They all traveled on in silence for a few moments.

"Er," Thorian said, "Is it just me or did she sound like a right fancy pants just then?"

"I was trained to be," Estella admitted, "Granted my training was cut rather short but I was trained to engage my husband and my husbands associates in witty and intelligent conversation so that I may reflect well for my husband. In many ways this whole adventure has been something of a holiday for me."

"A holiday?" Ulrich raised his eyebrows, "My good lady, dare I ask what sort of life you lead before becoming acquainted with your draconnic friend?"

"Only the same as every other high born girl the world over," Estella replied easily, pausing to have a good look at the brightly colored spider that was busy weaving its web in the branches of one of the glowing fronds, "Learn to speak in a way that pleases men, learn to say what pleases men, learn to sit and be still and be seen and not heard. Learn that you have no thoughts or feelings or wishes of your own that are pleasing to men. That if a man asks you for anything then you should provide, that you're only worth is in pleasing men. That it is your one and only worth to please men and you should do it all the time but if you please men before your father has sold you to your husband then you are a worthless strumpet who dishonors her father and her family." She looked back at their stunned faces.

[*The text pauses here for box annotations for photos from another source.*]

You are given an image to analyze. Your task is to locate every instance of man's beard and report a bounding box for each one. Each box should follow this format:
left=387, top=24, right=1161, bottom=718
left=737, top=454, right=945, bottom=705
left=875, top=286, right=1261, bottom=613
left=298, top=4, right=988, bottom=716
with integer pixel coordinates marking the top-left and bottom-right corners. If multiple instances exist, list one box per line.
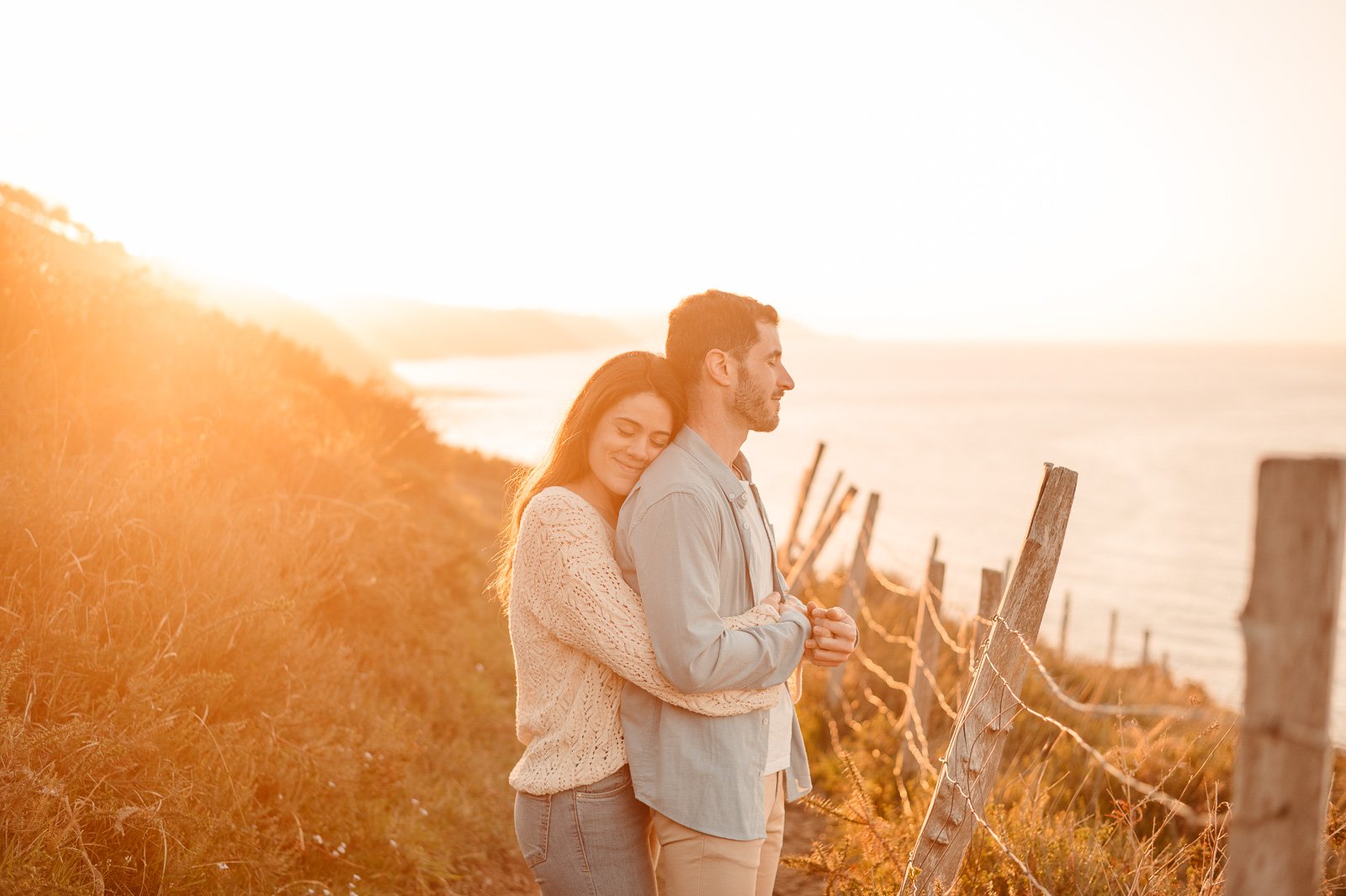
left=734, top=379, right=781, bottom=432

"Yes, I've never quite understood that one either," she admitted, "You get slapped for saying 'no, I don't want to do that' but then you get more than slapped for not saying 'no, I don't want to do that'."

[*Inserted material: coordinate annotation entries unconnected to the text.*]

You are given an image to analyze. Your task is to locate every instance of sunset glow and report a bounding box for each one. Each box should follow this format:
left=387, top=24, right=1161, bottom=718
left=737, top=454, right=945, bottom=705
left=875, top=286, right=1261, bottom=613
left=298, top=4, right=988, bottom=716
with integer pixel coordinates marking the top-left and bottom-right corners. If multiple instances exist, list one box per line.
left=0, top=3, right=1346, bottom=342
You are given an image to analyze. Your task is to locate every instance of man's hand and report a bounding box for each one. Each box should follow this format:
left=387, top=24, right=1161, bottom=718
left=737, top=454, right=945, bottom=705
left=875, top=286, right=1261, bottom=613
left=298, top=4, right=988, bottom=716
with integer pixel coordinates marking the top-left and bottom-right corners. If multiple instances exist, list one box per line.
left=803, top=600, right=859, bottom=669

"Geesh," Kaelin lifted her lip, "It doesn't sound so different from what I went through and you say that is what all noble girls go through?"

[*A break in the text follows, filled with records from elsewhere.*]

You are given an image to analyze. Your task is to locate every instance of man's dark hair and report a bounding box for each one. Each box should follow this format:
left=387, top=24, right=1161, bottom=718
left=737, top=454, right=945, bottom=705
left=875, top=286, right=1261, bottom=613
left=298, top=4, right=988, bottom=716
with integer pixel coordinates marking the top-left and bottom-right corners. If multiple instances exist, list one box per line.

 "All high born girls," Estella corrected, "Them and the girls who's fathers want them to marry up the social ladder to gain contacts with the high born. They are what are called new money and they are always looked down upon, unless they provide enough sons for their husbands. Then they get a little respect." She pattered on down the tunnel a little way and then held up her hand for a stop. Crouching she placed her hand on the floor and tilted her head as if she was listening to something. Her ear and the surrounding tissue rippled and darkened, something else pushing its way up through her being, stretching her ear out into a fleshy, fin like structure.

"And to think, just about every little girl I know wants to be a princess when she grows up," Kaelin shuddered.

"I think people see the riches, the pomp and pedantry and don't realize that it comes with a price tag," Ulrich shifted uncomfortably, "I knew that I had it bad because well, my mother and father weren't married but it never registered on me that my half sister's had it worse." He rubbed his bitten hand. That was beginning to itch abnormally.

"Oh did the great Ulrich not notice that he wasn't the only one who was looked down upon by his family," Jeremiah didn't quite snigger, "Oh woe is us that Ulrich Brekka isn't the paragon of virtue he pretends to be."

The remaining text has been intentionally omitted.